If she wants to get up and dance, as long as you're with her and being yourself, then I'm sure it'll be a blast  

Something that I've learned over the years is that, especially with women, is they aren't always impressed by what you can do but how you consider their feelings. 

Besides, if you like her, slow dances are easy ;-)

Go get'er tiger!


----------



## AvGalen (Jan 24, 2009)

skwishy said:


> ...The sooner anyone can give me advice the better because it just so happens that I was asked tonight and tomorrow night I am going over to this girls house to hang out. I had already planned to hang out with her before I was asked and now that she has asked me to the dance I have a feeling its going to be an elephant in the room. Should I even bring it up while i am there or should I just play it off like nothing ever happened until I can think of a way to respond?



The sooner you give your answer, the better. Tonight isn't the first possibility, it is the last! You don't want to torture her do you?

For once, I am not going to give advice on what to do. The whole idea is that you come up with something that says "I thought about this. Knowing you this how I want to ask you to come to the dance with me....."

I might have done something like this when I was your age (not taking your friend into account because I know nothing about her)
1) Take her out on a dancing lesson
2) Play(back) "I want to dance with somebody" from Whitney Houston (hey, I am old and it was supposed to be cheesy)

For some female advice, you could maybe ask your mother?

Have fun


----------



## mazei (Jan 24, 2009)

AvGalen said:


> skwishy said:
> 
> 
> > ...The sooner anyone can give me advice the better because it just so happens that I was asked tonight and tomorrow night I am going over to this girls house to hang out. I had already planned to hang out with her before I was asked and now that she has asked me to the dance I have a feeling its going to be an elephant in the room. Should I even bring it up while i am there or should I just play it off like nothing ever happened until I can think of a way to respond?
> ...



AvG, that song is great(the whitney houston song). I'm just 16 this year and I know it so you're not old.

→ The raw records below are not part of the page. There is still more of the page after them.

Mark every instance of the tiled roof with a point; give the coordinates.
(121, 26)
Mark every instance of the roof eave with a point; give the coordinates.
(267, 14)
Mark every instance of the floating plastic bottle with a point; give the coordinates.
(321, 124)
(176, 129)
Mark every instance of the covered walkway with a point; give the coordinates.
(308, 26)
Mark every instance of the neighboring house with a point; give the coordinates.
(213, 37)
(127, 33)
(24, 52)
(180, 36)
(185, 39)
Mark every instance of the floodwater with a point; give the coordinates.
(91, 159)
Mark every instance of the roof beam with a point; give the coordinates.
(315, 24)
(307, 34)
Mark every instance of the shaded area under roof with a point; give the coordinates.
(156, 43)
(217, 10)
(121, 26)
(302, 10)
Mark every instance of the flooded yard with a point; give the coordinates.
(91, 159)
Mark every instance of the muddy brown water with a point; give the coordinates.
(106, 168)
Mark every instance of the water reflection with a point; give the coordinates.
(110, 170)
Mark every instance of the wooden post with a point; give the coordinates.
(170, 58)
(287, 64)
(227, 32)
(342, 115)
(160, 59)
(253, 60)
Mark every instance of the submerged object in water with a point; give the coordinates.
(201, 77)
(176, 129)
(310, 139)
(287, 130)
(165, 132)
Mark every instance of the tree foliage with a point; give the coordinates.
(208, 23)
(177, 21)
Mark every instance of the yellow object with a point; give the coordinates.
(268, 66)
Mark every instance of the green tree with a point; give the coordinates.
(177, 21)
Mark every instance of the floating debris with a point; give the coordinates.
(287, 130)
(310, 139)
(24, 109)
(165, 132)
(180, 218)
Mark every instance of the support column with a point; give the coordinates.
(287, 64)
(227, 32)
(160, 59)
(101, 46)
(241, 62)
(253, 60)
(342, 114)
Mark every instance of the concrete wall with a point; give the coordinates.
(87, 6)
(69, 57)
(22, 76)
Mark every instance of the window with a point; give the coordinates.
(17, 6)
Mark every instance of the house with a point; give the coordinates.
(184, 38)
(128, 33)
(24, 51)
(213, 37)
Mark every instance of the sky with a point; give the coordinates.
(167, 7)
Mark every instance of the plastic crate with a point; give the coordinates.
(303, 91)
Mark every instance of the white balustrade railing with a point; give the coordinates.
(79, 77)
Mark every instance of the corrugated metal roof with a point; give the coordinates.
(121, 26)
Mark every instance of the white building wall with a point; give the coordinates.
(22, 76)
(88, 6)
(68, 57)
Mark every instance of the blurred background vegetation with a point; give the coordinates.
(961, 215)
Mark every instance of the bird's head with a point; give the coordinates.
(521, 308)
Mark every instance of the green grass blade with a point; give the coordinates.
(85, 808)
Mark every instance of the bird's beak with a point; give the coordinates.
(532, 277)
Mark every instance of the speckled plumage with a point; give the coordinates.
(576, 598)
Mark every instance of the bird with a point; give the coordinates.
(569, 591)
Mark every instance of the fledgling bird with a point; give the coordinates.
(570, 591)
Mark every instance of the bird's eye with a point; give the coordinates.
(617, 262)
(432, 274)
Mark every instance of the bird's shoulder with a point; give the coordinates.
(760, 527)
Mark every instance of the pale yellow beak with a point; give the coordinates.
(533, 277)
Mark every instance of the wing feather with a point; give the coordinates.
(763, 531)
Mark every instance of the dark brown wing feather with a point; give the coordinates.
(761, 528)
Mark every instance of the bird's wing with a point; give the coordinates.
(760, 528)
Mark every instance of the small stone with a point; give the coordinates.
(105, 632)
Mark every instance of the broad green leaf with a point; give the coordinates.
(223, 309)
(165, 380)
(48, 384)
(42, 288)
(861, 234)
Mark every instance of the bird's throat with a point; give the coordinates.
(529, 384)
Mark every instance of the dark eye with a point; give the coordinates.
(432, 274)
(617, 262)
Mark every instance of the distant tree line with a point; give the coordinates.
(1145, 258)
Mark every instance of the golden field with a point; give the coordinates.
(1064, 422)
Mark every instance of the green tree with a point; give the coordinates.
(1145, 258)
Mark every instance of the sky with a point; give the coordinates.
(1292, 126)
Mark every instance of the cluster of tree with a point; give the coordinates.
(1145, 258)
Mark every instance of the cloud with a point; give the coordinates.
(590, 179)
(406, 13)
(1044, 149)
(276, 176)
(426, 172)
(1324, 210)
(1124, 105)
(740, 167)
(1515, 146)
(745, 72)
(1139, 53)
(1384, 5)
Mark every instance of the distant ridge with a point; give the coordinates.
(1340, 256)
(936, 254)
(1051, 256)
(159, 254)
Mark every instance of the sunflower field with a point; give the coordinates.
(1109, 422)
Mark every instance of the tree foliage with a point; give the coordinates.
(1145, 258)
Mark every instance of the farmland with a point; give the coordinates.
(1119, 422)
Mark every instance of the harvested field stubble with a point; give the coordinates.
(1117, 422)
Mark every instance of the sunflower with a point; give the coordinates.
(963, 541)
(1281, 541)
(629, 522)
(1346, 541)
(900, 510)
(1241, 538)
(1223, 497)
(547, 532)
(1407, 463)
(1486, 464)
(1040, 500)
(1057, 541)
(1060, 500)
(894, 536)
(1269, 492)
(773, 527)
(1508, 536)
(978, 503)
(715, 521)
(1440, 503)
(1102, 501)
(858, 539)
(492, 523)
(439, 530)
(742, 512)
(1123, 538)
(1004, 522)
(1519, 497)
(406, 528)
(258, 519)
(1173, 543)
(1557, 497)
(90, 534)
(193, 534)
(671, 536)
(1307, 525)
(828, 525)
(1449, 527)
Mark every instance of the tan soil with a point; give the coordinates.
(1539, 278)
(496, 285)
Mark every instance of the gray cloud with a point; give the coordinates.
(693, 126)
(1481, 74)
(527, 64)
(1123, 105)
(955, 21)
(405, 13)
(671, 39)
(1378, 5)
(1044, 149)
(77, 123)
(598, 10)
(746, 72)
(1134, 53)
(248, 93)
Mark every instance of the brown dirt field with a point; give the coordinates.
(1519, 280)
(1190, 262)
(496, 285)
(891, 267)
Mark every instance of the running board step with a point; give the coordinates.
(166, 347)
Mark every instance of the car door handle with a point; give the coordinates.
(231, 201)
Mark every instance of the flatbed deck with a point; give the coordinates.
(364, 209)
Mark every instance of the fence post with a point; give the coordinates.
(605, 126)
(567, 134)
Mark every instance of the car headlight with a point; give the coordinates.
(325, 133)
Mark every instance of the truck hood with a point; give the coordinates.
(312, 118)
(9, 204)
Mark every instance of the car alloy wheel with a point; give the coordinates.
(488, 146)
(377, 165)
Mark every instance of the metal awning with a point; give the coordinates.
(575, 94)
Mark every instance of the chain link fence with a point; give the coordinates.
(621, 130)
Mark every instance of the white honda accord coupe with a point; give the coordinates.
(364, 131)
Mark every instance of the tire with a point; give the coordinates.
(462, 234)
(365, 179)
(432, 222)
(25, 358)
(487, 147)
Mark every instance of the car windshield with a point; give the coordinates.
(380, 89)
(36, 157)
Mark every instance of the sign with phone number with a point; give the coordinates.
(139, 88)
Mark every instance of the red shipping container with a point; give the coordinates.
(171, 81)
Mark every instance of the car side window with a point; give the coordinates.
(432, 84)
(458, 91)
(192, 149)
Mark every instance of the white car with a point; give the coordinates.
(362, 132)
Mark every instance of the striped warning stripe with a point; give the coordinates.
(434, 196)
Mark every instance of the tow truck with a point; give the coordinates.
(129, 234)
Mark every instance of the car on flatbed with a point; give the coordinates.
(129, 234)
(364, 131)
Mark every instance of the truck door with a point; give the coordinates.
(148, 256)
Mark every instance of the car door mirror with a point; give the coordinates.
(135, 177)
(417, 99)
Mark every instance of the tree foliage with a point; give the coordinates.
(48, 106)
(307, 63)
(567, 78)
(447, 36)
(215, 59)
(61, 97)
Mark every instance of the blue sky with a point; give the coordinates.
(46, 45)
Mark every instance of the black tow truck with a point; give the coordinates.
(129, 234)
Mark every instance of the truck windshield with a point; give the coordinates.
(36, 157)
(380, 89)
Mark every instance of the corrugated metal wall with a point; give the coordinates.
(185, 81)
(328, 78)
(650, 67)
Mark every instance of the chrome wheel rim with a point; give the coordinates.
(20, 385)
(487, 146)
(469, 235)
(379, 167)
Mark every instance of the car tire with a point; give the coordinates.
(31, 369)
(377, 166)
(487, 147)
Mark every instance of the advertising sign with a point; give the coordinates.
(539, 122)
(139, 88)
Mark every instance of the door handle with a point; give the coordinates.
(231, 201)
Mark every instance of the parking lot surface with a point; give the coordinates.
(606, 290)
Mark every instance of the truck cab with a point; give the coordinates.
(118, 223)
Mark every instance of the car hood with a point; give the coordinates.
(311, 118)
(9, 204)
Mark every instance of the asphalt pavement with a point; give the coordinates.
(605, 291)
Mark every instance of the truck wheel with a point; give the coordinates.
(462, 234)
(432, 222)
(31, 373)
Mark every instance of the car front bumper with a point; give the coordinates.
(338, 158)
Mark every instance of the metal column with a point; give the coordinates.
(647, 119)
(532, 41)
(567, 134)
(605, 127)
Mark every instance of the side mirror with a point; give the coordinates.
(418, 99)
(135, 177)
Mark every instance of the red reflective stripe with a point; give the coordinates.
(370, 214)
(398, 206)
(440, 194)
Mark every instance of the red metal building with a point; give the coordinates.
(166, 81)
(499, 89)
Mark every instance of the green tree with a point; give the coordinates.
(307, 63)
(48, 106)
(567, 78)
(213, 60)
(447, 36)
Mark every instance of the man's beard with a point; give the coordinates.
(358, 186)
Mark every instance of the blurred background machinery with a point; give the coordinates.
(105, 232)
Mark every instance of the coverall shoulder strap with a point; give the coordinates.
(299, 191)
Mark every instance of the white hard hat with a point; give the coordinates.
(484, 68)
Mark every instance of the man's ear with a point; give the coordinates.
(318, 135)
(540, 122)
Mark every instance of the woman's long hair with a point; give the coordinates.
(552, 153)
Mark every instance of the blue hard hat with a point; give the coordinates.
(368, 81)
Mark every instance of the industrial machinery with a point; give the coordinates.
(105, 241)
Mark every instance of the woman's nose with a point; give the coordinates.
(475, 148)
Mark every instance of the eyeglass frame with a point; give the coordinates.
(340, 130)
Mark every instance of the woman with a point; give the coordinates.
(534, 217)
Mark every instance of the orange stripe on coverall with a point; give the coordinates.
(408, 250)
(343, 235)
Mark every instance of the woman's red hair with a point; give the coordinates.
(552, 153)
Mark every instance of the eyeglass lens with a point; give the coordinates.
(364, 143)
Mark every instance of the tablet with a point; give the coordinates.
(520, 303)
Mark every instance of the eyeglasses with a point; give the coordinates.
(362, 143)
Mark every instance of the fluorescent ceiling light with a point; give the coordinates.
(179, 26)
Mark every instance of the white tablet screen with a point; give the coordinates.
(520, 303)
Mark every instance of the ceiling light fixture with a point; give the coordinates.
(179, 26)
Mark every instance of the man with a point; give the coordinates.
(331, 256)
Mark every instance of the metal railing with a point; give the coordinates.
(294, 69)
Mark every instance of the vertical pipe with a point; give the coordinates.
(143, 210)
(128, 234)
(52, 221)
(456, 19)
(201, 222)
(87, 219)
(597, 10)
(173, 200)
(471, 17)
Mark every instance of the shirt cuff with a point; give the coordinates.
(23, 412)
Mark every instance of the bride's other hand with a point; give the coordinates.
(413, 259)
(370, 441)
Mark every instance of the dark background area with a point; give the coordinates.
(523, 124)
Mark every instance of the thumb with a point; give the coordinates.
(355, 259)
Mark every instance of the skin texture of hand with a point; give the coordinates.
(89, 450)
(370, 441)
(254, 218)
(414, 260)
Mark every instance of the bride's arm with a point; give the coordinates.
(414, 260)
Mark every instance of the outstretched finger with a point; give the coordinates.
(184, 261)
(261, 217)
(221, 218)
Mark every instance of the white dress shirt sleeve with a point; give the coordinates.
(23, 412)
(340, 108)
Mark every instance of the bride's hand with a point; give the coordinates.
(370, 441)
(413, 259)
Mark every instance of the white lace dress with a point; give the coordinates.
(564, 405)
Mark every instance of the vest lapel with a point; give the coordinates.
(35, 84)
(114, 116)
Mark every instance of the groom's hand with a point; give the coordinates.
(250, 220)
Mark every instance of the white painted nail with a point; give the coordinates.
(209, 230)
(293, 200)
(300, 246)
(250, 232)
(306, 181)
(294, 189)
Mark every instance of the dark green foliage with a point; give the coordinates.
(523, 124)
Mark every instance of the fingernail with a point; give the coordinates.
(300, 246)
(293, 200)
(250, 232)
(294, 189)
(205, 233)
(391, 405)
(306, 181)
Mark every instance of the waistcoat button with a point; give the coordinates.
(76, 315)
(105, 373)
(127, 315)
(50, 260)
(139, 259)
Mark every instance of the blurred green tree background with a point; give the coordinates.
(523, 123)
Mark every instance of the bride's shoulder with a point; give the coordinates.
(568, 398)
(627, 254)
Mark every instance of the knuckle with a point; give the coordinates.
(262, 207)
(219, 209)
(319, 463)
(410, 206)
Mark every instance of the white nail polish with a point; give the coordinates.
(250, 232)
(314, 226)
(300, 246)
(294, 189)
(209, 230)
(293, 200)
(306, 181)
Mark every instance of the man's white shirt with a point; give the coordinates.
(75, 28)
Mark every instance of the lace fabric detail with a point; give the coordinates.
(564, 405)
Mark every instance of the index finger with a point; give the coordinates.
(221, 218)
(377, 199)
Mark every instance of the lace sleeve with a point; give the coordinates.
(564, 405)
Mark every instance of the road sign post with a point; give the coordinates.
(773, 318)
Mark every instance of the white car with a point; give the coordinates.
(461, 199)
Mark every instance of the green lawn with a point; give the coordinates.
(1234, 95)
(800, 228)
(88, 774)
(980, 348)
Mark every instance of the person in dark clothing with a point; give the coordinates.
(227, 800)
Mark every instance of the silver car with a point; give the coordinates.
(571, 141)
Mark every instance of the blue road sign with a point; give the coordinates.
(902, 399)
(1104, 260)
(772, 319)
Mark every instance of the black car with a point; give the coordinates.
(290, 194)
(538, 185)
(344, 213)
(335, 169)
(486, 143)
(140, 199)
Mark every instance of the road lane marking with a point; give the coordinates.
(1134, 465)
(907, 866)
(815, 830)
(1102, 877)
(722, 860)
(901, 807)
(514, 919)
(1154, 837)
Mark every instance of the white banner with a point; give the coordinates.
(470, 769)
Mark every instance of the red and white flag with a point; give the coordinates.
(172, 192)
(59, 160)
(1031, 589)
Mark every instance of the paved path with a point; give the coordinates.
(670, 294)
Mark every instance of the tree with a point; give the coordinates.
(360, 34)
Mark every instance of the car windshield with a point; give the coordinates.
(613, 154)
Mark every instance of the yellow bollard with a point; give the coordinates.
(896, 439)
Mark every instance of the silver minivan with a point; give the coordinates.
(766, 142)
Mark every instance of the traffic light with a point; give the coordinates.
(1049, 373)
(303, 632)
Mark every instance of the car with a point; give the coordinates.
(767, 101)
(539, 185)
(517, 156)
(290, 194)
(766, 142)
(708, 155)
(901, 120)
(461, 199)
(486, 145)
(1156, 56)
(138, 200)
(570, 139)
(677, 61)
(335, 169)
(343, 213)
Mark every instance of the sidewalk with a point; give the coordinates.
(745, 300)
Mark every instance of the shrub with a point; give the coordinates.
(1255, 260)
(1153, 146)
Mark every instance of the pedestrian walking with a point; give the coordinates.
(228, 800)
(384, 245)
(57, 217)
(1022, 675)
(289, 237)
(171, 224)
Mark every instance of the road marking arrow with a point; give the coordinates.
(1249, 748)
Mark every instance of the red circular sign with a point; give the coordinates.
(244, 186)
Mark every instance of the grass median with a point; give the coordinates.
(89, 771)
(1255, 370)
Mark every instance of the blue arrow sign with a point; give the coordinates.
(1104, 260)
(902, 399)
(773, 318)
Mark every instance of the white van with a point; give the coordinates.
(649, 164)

Also, I might not be qualified to give you advice but through my experiences with girls(not many but I think it's enough to come to this conclusion) is that they like it when you attend to their feelings. Plus, dancing when you don't like to dance is fun. I know this because I did that before.


----------



## riffz (Jan 24, 2009)

I don't think you should do a cube-related thing. Pick something that's important to HER, because she picked something that was important to YOU. I can't really give advice on this because I don't know what she likes, but maybe you could post some of her interests and we could try to help you out more.


----------



## Lofty (Jan 24, 2009)

I'm not really going to answer the question because I think its been covered the people in here. Pick something she likes. Like I got a text the other day saying "you have a message waiting for you in book #XXXXX" and so I had to go to the library, find the book and get the note out of it. 
Even if you don't like dances I think you will still have fun if you are going with a girl that you are close friends with. Up until very recently I probably would have told you that I didn't like dancing either but it was really just because I had no experience dancing and skipped all my school dances in middle/high school, then one of my friends gave me a little salsa dance lesson and we also went to a concert together and even tho I don't know how to dance at all it was still just fun hangin out with my friend.


----------



## skwishy (Jan 24, 2009)

Thanks everyone for the great replies. I was racking my brain all last night and have been all morning since I woke up. I am trying to think of something that she really enjoys but the fact that I am "put on the spot" is causing me to draw a blank. From the time I am typing this I currently have about 9.5 hours before I go see her tonight. Hopefully by then I can think up something really good and maybe answer her tonight.

EDIT: Btw, to answer a few questions. I am currently 17 years old so no drinking for me  and also she does not solve twisty puzzles, it is just obvious to all my friends that I am a bit obsessed with them


----------



## Odin (Jan 24, 2009)

Why does it have to be hobby related? You should give her a rose with a card on it saying yes!


----------



## skwishy (Jan 24, 2009)

Odin said:


> Why does it have to be hobby related? You should give her a rose with a card on it saying yes!



Its simple and gets the message across. Not to mention I could have it delivered to her house. I am really like this idea so far, thanks.


----------



## nitrocan (Jan 24, 2009)

Send back a scrambled 5x5


----------



## cubeman34 (Jan 24, 2009)

nitrocan i don't get it


----------



## nitrocan (Jan 24, 2009)

cubeman34 said:


> nitrocan i don't get it





skwishy said:


> Now I am supposed to answer back, but of course it has to be cheesy as well.
> 
> This is how I was asked...
> 
> ...



I just meant that as a joke anyway lol.


----------



## mazei (Jan 24, 2009)

nitrocan said:


> cubeman34 said:
> 
> 
> > nitrocan i don't get it
> ...



With a message saying "if you cant solve I will not go with you". That would be very very harsh.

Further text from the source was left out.